Case ID: so3d_6/html/0086-01.html
Source: Caselaw Access Project
Author: {"author": "PER CURIAM.", "license": "Public Domain", "url": "https://static.case.law/"}
Date Created: 2024-08-24T03:29:51.129683

Silas KENDRICKS, Appellant, v. STATE of Florida, Appellee.
    No. 1D07-0512.
    District Court of Appeal of Florida, First District.
    March 6, 2009.
    
      Nancy A. Daniels, Public Defender, and Archie F. Gardner, Jr., Assistant Public Defender, Tallahassee, for Appellant.
    Bill McCollum, Attorney General, and Terry P. Roberts, Assistant Attorney General, Tallahassee, for Appellee.
   PER CURIAM.

We reverse Appellant’s sentence and remand for the trial court to strike the Appellant’s habitual felony offender designation. We affirm the appellant’s conviction without further discussion.

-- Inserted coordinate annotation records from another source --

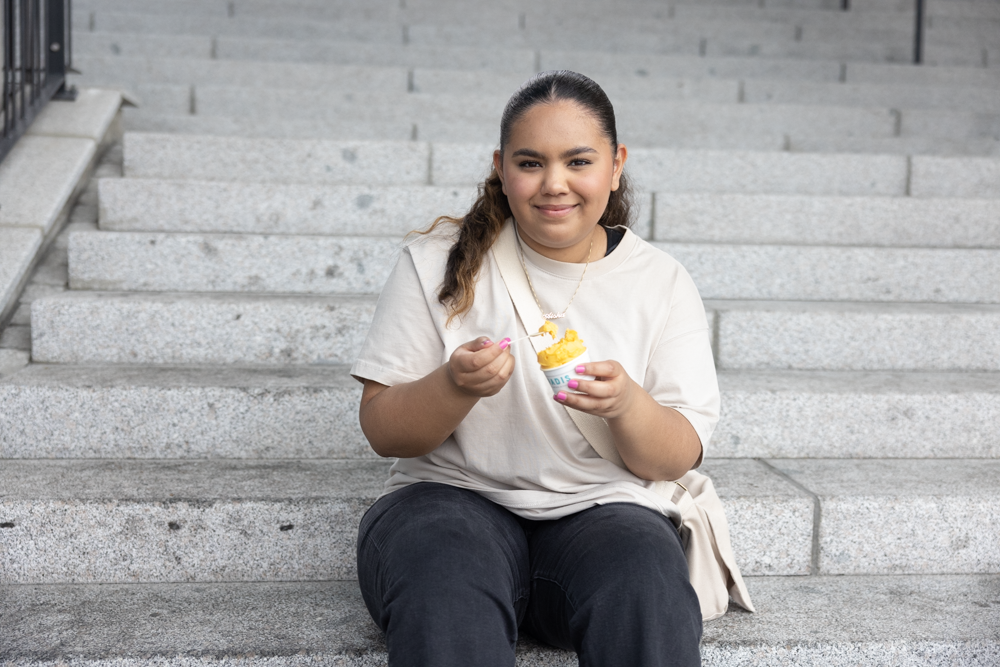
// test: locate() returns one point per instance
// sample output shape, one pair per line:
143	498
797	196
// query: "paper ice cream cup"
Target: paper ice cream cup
560	376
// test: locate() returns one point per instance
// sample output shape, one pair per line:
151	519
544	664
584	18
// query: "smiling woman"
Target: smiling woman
499	516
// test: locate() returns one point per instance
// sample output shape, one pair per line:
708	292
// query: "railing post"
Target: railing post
58	48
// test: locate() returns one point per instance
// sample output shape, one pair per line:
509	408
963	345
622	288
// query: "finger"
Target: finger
596	388
581	402
600	369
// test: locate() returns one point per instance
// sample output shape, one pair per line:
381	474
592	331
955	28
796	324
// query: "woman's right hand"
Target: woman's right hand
481	367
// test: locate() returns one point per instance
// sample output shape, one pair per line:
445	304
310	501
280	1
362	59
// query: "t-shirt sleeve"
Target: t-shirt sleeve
403	344
681	372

Appellant entered a guilty plea to one count of conspiracy to traffic in cocaine. The state recommended a sentence of zero to ten years of imprisonment; the trial court accepted Appellant’s plea and postponed sentencing while Appellant provided substantial assistance to law enforcement. Appellant was subsequently charged with six new law violations and was ultimately adjudicated guilty and sentenced as a habitual felony offender to twenty-five years of imprisonment for the conspiracy charge.

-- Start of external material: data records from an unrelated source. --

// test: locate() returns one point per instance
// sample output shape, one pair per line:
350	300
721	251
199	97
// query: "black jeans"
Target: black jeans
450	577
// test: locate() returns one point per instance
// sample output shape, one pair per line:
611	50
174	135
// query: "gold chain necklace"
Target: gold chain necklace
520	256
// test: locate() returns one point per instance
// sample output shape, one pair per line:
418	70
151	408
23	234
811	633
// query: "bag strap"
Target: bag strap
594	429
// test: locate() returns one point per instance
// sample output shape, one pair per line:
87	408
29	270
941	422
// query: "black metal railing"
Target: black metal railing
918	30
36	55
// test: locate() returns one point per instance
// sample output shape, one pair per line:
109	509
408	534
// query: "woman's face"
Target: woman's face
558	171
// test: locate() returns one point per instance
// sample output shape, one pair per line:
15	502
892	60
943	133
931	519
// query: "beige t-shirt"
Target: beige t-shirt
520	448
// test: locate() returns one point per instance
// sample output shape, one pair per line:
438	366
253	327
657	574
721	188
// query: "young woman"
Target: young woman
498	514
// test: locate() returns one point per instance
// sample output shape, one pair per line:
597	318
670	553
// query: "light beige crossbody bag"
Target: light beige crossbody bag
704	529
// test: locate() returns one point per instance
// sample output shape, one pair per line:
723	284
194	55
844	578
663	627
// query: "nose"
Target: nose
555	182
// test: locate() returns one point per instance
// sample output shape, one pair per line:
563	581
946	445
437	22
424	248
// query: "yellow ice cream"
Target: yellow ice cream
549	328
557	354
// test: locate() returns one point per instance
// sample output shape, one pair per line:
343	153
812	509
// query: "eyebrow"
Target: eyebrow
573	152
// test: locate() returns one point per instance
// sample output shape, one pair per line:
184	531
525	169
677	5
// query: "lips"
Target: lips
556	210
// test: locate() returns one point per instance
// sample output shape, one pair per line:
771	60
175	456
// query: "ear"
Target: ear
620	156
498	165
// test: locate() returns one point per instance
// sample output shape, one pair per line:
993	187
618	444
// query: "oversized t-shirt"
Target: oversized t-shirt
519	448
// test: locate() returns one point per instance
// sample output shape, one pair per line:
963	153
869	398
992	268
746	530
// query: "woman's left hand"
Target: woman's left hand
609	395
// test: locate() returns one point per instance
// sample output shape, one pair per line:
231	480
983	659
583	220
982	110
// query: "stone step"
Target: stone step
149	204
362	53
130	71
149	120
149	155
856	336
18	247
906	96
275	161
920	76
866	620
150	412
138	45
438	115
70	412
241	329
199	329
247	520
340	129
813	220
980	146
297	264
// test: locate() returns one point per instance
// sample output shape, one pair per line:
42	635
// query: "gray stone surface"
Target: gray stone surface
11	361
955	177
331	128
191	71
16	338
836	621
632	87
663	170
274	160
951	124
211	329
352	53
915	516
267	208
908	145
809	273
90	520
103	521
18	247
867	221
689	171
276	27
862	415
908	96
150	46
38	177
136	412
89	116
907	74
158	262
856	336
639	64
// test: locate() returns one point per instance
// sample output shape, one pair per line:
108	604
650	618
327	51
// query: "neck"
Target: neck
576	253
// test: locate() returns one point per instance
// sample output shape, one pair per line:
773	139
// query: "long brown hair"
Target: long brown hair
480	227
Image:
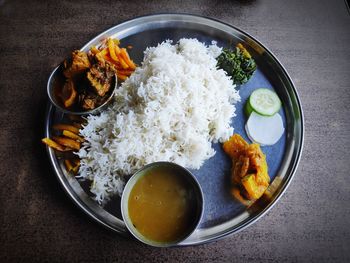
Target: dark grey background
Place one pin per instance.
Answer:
(311, 221)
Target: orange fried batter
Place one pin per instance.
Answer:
(249, 174)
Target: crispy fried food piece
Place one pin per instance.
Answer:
(69, 93)
(55, 145)
(68, 164)
(67, 142)
(67, 127)
(234, 146)
(79, 64)
(249, 173)
(101, 77)
(88, 103)
(72, 135)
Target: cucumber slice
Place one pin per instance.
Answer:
(248, 109)
(264, 102)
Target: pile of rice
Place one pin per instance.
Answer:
(170, 109)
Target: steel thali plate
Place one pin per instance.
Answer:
(222, 214)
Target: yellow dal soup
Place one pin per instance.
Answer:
(162, 205)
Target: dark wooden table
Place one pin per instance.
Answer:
(311, 221)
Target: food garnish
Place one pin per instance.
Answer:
(263, 101)
(264, 125)
(249, 173)
(265, 130)
(237, 63)
(68, 140)
(90, 77)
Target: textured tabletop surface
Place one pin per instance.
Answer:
(311, 221)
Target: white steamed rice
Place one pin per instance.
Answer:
(170, 109)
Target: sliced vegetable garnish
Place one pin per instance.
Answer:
(263, 101)
(265, 130)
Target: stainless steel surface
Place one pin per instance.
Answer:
(286, 90)
(197, 190)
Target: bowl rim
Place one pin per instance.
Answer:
(125, 198)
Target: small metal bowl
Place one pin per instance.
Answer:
(194, 186)
(57, 80)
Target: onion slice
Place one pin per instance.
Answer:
(265, 130)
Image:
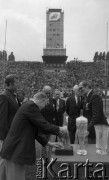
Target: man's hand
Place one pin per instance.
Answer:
(55, 144)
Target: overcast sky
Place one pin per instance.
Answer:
(85, 27)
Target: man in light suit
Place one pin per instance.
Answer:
(9, 104)
(73, 107)
(92, 109)
(19, 146)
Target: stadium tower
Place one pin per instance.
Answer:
(54, 55)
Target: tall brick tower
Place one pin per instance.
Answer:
(54, 53)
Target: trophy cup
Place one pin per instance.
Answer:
(81, 133)
(67, 148)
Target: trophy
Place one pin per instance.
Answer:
(81, 134)
(67, 149)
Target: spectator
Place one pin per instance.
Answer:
(9, 104)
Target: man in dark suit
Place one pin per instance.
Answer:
(92, 110)
(19, 146)
(59, 108)
(9, 104)
(48, 110)
(73, 106)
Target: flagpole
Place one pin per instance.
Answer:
(106, 66)
(5, 36)
(4, 53)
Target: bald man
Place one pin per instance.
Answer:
(73, 107)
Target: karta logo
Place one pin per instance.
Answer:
(54, 16)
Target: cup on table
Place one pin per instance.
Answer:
(101, 138)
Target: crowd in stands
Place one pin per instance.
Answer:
(32, 77)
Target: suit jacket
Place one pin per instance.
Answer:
(73, 111)
(28, 124)
(93, 111)
(48, 111)
(8, 109)
(59, 113)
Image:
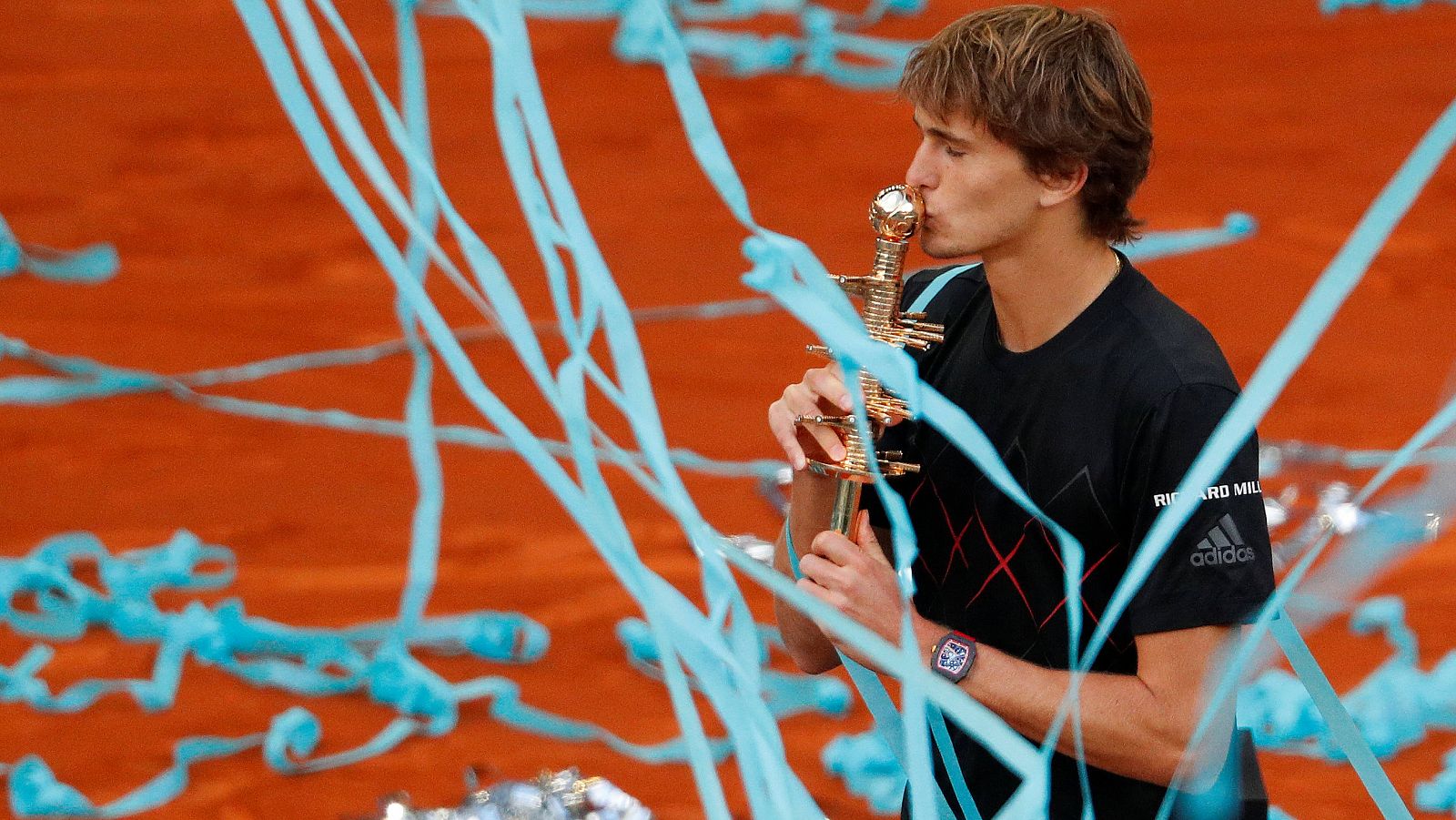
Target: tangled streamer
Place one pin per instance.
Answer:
(717, 652)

Because Appellant was not given written notice of the state’s intent to habitualize him before he entered his plea, the appellant’s habitual offender designation is improper. See Ashley v. State, 614 So.2d 486 (Fla.1993).

We, therefore, reverse Appellant’s sentence and remand to the trial court to strike Appellant’s habitual offender designation.

AFFIRMED IN PART; REVERSED IN PART AND REMANDED.

HAWKES, C.J., PADOVANO and ROBERTS, JJ., concur.